## Loading dataset

In [None]:
from pkg.datasets import thin_sections

dataset = thin_sections(reduced_data=True)

## Weightening

In [None]:
import copy

weights = [{'feature': 'Porosity', 'weight': 10},
           {'feature': 'Main/single size mode(mm):', 'weight': 10}]

weightened_dataset = copy.deepcopy(dataset)

for weight in weights:
    index_weight = dataset.feature_names.index(weight['feature'])

    for i, point in enumerate(weightened_dataset.data):
        weightened_dataset.data[i][index_weight] = point[index_weight] * weight['weight']

    

## Analysis Per Feature

In [None]:
from matplotlib import pyplot as plt

# %matplotlib inline
for feature_name in dataset.feature_names:
    index_porosity = dataset.feature_names.index(feature_name)

    porosities = [[] for _ in dataset.target_names]

    for i, point in enumerate(dataset.data):
        porosities[dataset.target[i]].append(point[index_porosity])

    fig = plt.figure(figsize=(12,6))
    plt.title(feature_name)
    plt.boxplot(porosities, labels=dataset.target_names)
    plt.show()

## Plotting results
Plots are generated from the results obtained

In [None]:
from scipy.cluster.hierarchy import linkage, dendrogram
from matplotlib import pyplot as plt

distances = ['braycurtis', 'canberra', 'chebyshev', 'cityblock', 'correlation', 'cosine', 'dice', 'euclidean', 'hamming', 'jaccard', 'kulsinski', 'mahalanobis', 'matching', 'minkowski', 'rogerstanimoto', 'russellrao', 'seuclidean', 'sokalmichener', 'sokalsneath', 'sqeuclidean', 'yule']
methods = ['single', 'complete', 'average', 'weighted', 'centroid', 'median', 'ward']
    
labels = [dataset.target_names[numeric_label] for numeric_label in dataset.target]

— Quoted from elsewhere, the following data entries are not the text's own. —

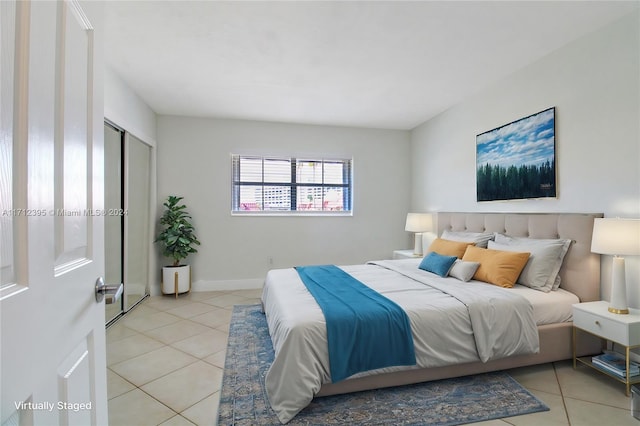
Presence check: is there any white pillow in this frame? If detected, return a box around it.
[449,259,480,282]
[489,233,571,292]
[440,229,493,248]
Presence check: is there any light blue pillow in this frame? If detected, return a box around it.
[418,251,458,277]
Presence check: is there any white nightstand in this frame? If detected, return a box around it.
[573,301,640,396]
[393,249,422,259]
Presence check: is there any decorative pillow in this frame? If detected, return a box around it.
[495,233,571,291]
[428,238,473,259]
[441,229,493,248]
[418,251,458,277]
[449,259,480,282]
[462,246,529,288]
[489,241,562,293]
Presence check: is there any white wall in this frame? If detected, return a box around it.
[104,67,157,146]
[156,116,410,290]
[411,12,640,308]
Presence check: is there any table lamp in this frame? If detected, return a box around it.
[404,213,433,256]
[591,218,640,314]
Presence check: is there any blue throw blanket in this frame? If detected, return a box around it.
[296,265,416,383]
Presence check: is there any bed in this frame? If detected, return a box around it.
[262,212,602,423]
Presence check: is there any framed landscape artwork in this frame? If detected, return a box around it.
[476,107,556,201]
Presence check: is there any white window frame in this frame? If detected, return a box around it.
[231,154,353,216]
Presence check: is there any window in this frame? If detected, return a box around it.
[231,155,352,214]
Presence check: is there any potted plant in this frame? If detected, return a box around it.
[155,195,200,297]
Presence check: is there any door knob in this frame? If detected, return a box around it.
[96,277,124,305]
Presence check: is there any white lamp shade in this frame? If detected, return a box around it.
[591,218,640,256]
[404,213,433,232]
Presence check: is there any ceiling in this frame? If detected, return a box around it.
[105,1,640,129]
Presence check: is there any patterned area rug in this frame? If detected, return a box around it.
[218,305,549,426]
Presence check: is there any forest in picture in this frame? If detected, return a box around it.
[476,108,556,201]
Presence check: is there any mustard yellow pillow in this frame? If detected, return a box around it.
[427,238,473,259]
[462,246,530,288]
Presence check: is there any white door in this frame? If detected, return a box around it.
[0,0,108,425]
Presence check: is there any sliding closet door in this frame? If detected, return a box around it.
[124,133,153,312]
[104,124,123,323]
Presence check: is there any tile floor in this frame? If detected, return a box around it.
[107,290,640,426]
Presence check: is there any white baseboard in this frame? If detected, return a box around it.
[151,278,264,296]
[191,278,264,291]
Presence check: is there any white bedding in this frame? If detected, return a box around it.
[262,259,575,423]
[400,258,580,325]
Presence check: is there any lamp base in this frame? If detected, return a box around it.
[413,232,422,257]
[609,256,629,314]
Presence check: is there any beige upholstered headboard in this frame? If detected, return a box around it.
[436,212,603,302]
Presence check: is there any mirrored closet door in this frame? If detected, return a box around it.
[104,123,151,324]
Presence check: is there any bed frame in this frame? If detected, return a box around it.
[316,212,603,396]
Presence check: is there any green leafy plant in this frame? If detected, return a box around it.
[155,195,200,266]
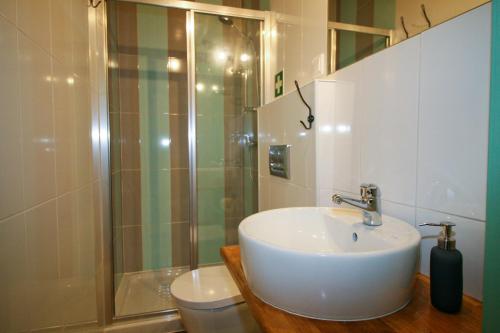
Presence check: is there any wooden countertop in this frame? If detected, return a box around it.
[221,246,483,333]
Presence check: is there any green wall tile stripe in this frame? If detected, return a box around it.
[373,0,396,52]
[167,8,190,267]
[137,5,172,269]
[483,0,500,333]
[356,0,375,60]
[337,0,358,68]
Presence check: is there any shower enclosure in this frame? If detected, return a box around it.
[107,0,264,317]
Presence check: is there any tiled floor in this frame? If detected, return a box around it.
[115,267,189,316]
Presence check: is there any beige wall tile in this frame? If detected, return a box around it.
[0,0,17,23]
[57,192,79,279]
[120,113,141,169]
[50,0,74,66]
[121,171,141,226]
[118,53,139,112]
[26,200,63,329]
[0,17,23,219]
[18,34,56,208]
[109,112,122,172]
[171,222,190,267]
[53,62,78,194]
[73,77,92,187]
[170,169,189,222]
[0,214,28,332]
[76,184,95,277]
[70,0,90,80]
[26,200,58,282]
[17,0,50,51]
[122,227,142,272]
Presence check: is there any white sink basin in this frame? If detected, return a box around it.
[239,207,420,321]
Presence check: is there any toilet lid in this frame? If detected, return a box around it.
[170,266,244,310]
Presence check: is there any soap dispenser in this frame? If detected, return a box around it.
[420,222,463,313]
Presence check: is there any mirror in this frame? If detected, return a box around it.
[328,0,489,73]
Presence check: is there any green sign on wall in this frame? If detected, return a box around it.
[274,70,284,97]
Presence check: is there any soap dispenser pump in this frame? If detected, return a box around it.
[420,222,463,313]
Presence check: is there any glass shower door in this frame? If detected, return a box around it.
[107,0,190,316]
[194,13,262,265]
[106,0,262,317]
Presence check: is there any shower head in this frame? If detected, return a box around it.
[219,16,234,27]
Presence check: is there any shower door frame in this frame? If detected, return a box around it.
[100,0,274,325]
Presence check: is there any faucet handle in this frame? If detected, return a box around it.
[359,183,380,199]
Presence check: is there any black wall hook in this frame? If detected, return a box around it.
[420,4,431,28]
[89,0,102,8]
[400,16,408,38]
[295,80,314,130]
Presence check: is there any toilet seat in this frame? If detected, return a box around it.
[170,266,244,310]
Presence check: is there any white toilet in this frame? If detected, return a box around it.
[171,266,261,333]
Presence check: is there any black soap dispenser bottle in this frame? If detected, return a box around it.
[421,222,463,313]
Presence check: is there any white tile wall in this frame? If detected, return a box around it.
[259,4,491,299]
[355,39,420,205]
[0,0,106,332]
[324,4,490,298]
[418,4,491,221]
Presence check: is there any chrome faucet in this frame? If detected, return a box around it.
[332,184,382,226]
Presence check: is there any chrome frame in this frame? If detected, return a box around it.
[96,0,271,326]
[186,11,198,270]
[328,21,394,74]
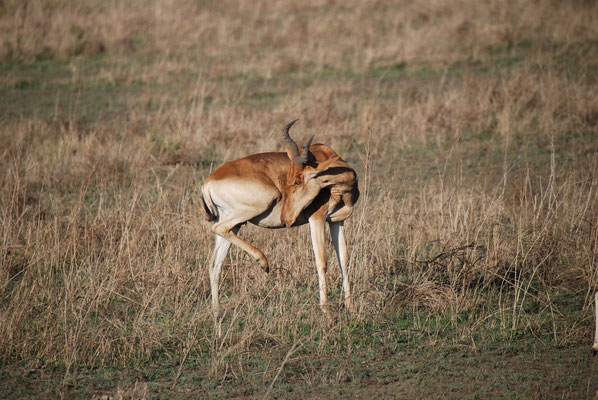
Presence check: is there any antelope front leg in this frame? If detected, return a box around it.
[329,221,355,313]
[309,214,330,318]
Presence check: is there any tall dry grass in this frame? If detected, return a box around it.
[0,0,598,382]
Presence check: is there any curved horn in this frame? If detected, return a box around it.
[282,119,299,158]
[295,136,314,167]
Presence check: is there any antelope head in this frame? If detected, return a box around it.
[281,120,340,227]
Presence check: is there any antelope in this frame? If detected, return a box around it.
[202,120,359,319]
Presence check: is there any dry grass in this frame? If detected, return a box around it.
[0,0,598,396]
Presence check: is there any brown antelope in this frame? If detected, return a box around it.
[202,120,359,318]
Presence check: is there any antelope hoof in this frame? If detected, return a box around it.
[258,258,270,274]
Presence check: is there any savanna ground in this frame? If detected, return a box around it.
[0,0,598,399]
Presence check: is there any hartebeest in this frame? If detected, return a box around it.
[202,120,359,316]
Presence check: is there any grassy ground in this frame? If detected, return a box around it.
[0,0,598,398]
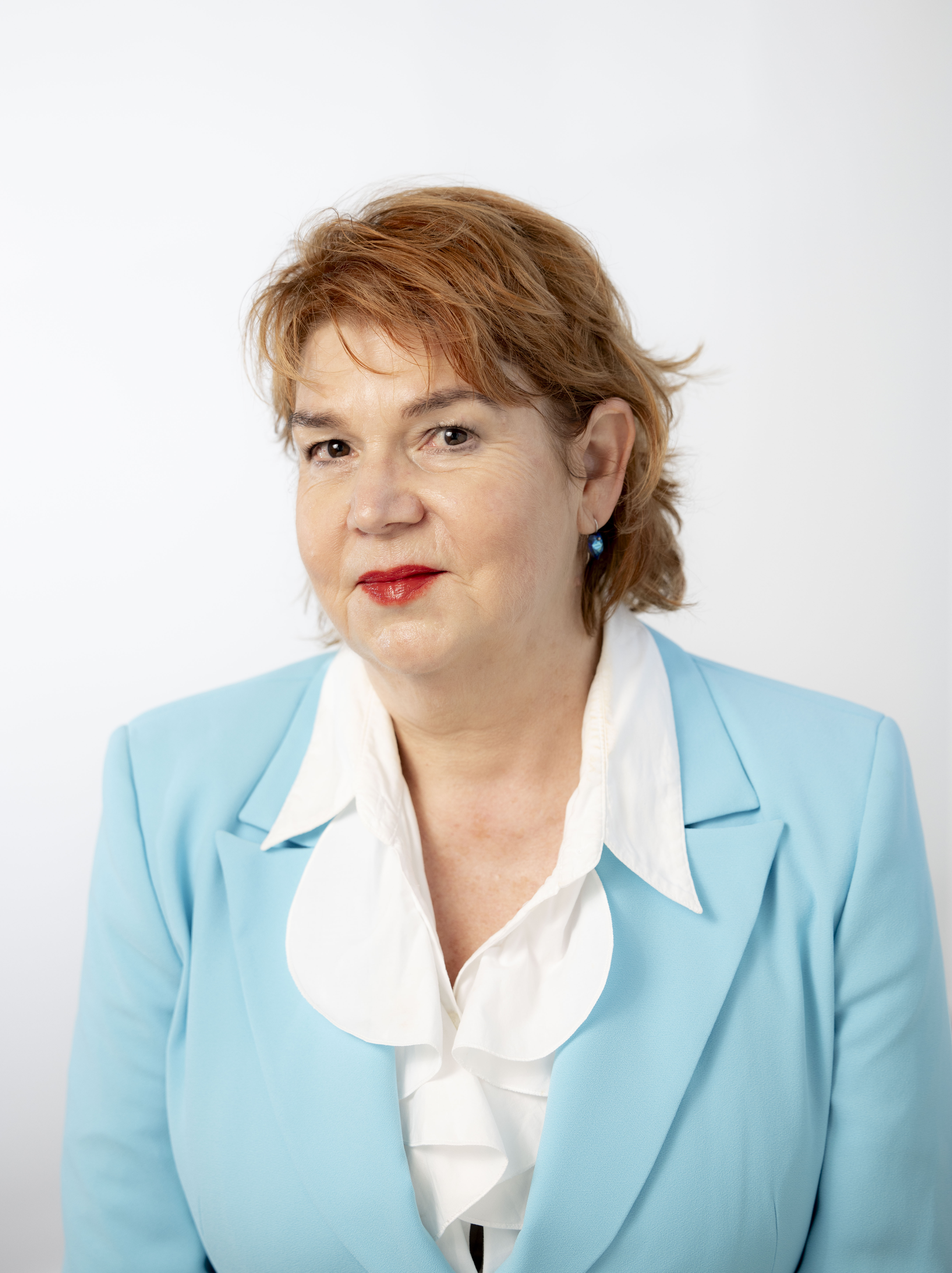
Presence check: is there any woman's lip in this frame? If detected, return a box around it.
[358,565,446,606]
[358,565,443,583]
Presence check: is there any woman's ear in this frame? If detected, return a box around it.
[578,398,636,535]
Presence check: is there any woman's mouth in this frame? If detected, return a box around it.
[358,565,446,606]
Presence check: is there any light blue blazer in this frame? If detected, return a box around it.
[64,636,952,1273]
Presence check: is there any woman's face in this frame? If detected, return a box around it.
[291,325,592,675]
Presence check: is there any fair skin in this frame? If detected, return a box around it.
[291,325,635,981]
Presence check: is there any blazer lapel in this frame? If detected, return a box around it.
[505,634,784,1273]
[216,659,449,1273]
[216,831,448,1273]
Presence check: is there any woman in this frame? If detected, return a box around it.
[64,188,952,1273]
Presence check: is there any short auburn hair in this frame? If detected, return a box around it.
[247,186,696,633]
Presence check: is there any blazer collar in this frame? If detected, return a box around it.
[505,634,784,1273]
[241,610,713,912]
[649,628,760,826]
[225,634,783,1273]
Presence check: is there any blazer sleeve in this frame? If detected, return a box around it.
[801,719,952,1273]
[62,729,205,1273]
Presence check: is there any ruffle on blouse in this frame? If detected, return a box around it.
[286,801,612,1273]
[270,612,700,1273]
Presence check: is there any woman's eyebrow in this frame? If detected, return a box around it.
[288,388,500,429]
[288,411,345,429]
[402,388,501,420]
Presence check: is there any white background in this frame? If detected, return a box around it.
[0,0,952,1273]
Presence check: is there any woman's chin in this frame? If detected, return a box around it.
[347,612,463,676]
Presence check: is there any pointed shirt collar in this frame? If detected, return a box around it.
[261,610,701,914]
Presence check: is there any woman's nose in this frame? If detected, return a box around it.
[347,456,424,535]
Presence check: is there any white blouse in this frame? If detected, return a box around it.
[262,611,701,1273]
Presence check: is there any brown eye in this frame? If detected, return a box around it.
[442,429,470,447]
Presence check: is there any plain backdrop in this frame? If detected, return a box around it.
[0,0,952,1273]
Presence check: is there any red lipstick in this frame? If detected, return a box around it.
[358,565,446,606]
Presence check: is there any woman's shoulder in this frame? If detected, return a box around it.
[658,636,891,813]
[125,654,333,825]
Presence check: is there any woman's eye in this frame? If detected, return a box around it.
[314,438,350,460]
[439,429,470,447]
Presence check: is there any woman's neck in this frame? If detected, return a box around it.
[368,625,601,790]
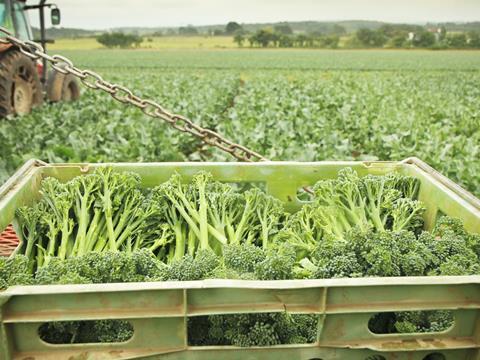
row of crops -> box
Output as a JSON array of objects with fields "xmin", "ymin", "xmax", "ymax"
[{"xmin": 0, "ymin": 52, "xmax": 480, "ymax": 195}]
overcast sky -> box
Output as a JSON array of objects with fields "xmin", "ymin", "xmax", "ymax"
[{"xmin": 30, "ymin": 0, "xmax": 480, "ymax": 29}]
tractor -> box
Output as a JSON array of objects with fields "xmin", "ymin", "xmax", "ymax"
[{"xmin": 0, "ymin": 0, "xmax": 80, "ymax": 117}]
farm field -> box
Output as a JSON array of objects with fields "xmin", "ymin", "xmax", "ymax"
[{"xmin": 0, "ymin": 49, "xmax": 480, "ymax": 195}]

# for distance in distances:
#     for method in methods:
#         if (method == 'centroid' or method == 'median' or method == 'ward') and distance != 'euclidian':
#             continue
            
#         fig = plt.figure(figsize=(18, 6))
#         plt.subplot(1, 2, 1)
#         Z = linkage(weightened_thin_sections.data, method=method, metric=distance)
#         plt.title('WEIGHTENED Method: ' + method + '; Distance: ' + distance)
#         dendrogram(Z, labels=labels, leaf_font_size=12)
#         plt.subplot(1, 2, 2)
#         Z = linkage(dataset.data, method=method, metric=distance)
#         plt.title('Method: ' + method + '; Distance: ' + distance)
#         dendrogram(Z, labels=labels, leaf_font_size=12)
#         plt.show()

### R section

In [None]:
data = dataset.data
data_labels = dataset.target_names[dataset.target]

In [None]:
%load_ext rpy2.ipython

In [None]:
%%R -i data,data_labels -w 1000 -h 600

library(dendextend)

rownames(data) = data_labels

# DISTANCE=c("euclidean", "maximum", "manhattan", "canberra", "binary", "minkowski")
DISTANCE=c("euclidean", "manhattan")
# METHOD=c("single", "complete", "average", "mcquitty", "ward.D", "ward.D2", "centroid", "median")
METHOD=c("complete")
scenarios = expand.grid(DISTANCE=DISTANCE,METHOD=METHOD)

clustering <- function(distance, method){
    dend <- data %>%
            dist(method=distance) %>%
            hclust(method=method, members=NULL) %>%
            as.dendrogram() %>%
            color_branches(k=10) %>%
            color_labels(k=10)
    plot(dend)
    title(main=paste(distance, method, sep=" X "),
          ylab="distance", xlab="label")
}

mapply(clustering, scenarios$DISTANCE, scenarios$METHOD)
print("END")